Selasa, 07 Agustus 2012

Sastra

Pemerintah baru mulai menyuarakan gemar membaca akhir-akhir ini. Tapi aku gemar membaca sejak 14 tahun yang lalu. Umurku 3 tahun. Dan aku gemar membaca. Hmmm bukan gemar membaca deng. Gemar melihat gambar, lalu jatuh cinta pada huruf.

Umur 4 tahun. Aku gemar membaca rangkaian huruf yang terdapat di dalam buku bergambar. Aku marah kalau sepupuku meminjam bukuku.

Umur 5 tahun. Aku suka membaca buku yang gambarnya sedikit. Buku pertama yang ku baca, buku paling istimewa. Ani takut dokter gigi. Berkat buku itu, aku jadi suka dokter gigi. Aku suka permen. Dan tiap bulan ke dokter gigi.

Umur 6 tahun. Aku suka ke Perpustakaan. Bukunya banyak. Berwarna. Bergambar. Hurufnya banyak. Rasanya seperti jatuh cinta kalau masuk ke Perpustakaan. Ah... Kamu tau rasanya kan?

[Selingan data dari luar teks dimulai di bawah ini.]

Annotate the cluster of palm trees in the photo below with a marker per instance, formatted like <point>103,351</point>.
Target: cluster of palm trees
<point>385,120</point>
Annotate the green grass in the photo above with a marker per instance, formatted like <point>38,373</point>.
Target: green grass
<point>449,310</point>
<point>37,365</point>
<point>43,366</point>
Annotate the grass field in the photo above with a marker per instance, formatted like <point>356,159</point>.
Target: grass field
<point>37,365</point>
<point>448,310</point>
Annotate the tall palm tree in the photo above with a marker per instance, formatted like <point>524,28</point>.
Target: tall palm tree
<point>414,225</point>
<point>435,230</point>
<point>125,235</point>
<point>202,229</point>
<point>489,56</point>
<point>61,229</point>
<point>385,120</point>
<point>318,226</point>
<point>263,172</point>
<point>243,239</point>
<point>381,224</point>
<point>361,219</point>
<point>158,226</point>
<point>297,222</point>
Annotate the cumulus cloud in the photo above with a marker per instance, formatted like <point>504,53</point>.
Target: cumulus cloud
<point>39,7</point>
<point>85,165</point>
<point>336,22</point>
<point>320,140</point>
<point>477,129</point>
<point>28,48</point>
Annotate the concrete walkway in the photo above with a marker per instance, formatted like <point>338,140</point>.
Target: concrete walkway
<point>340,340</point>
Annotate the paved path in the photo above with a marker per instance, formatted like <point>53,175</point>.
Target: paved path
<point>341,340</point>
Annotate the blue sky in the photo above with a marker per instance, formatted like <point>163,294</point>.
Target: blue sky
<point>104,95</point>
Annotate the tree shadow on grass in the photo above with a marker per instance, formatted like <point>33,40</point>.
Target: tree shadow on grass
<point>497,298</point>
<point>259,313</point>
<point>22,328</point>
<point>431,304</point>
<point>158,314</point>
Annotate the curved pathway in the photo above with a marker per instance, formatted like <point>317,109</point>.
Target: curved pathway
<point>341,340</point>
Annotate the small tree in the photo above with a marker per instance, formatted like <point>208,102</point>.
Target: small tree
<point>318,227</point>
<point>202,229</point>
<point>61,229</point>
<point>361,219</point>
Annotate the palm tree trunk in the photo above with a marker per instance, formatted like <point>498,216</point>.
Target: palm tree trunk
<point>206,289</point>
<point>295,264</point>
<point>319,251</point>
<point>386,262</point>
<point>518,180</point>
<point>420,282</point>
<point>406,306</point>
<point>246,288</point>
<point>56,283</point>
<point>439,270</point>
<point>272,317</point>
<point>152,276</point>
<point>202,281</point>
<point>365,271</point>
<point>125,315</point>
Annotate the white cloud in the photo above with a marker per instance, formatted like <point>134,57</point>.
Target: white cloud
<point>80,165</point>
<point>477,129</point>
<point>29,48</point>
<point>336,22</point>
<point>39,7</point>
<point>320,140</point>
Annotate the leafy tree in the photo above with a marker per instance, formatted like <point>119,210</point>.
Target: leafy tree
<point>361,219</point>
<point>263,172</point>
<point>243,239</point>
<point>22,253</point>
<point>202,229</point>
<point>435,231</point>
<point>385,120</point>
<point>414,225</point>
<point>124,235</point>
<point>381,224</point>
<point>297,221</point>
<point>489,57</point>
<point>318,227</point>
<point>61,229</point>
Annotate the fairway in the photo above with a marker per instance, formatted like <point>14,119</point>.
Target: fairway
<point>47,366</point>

Umur 10 tahun. Aku mulai baca teenlit. WOW. Ceritanya WOW. Aku suka. Dan aku mau jadi tokoh utamanya.

Umur 10,5 tahun. Aku makin jatuh cinta pada alfabet. A sampai Z. Aku selalu ingin merangkainya menjadi kata, kalimat, paragraf dan cerita yang utuh. Aku suka.

Umur 11 tahun. Aku belajar huruf. Merangkai dengan baik. Dan aku jadi kenal kamu. Sastra.

Umur 11,5 tahun. Halo kehidupan remaja. Hari-hari terasa mengasyikan untuk dirangkai jadi kata perkata. Tapi aku belum menemukan kesenangan yang dulu. Entah kenapa Sastra jadi memuakkan. Aku bosan. 10 tahun hanya mempelajari kata itu-itu saja.

Umur 12 tahun. Aku suka lagu. Aku suka lagu barat. Kata-katanya lebih bermakna daripada dari tanah air sendiri. Dan aku mulai suka..... bahasa Inggris.

Umur 13 tahun. Aku rasa aku jatuh cinta lagi. Aku mulai menulis alfabet A sampai Z. Tapi bukan A sampai Z yang dulu. Sekarang berbahasa lain. Bahasa Inggris. Tahun ini aku juga belajar bahasa Jepang. Tapi aku sukanya Inggris.

Umur 14 tahun. Kehidupan terasa lebih asyik untuk dijalani daripada untuk di tulis. Aku bosan dengan Sastra. Aku ingin menjalani hidup yang lebih bebas. Tanpa tulisan.

Umur 17 tahun. Kacau. Buram. Suram. Hancur. Aku putus dengan Sastra Inggris. Aku tidak bisa merajut hari-hari dengan Sastra Inggris. Mimpiku sudah tamat. Aku tetap suka Sastra. Tapi aku tidak mahir merangkai kata dengan bahasa tanah airku. Tensesku kacau kalau berbahasa Indonesia. Lama meninggalkan Sastra Indonesia membuatku iri. Orang-orang banyak berkicau di Twitter dengan bangganya, mengicaukan Sastra Indonesia. Aku ingin seperti mereka. Banyak kata yang ingin aku rangkai dari bahasa Indonesia. Tapi aku harus memulai dari nol lagi.

Ah... aku tidak mau mengulang dari umur 13 tahun lagi.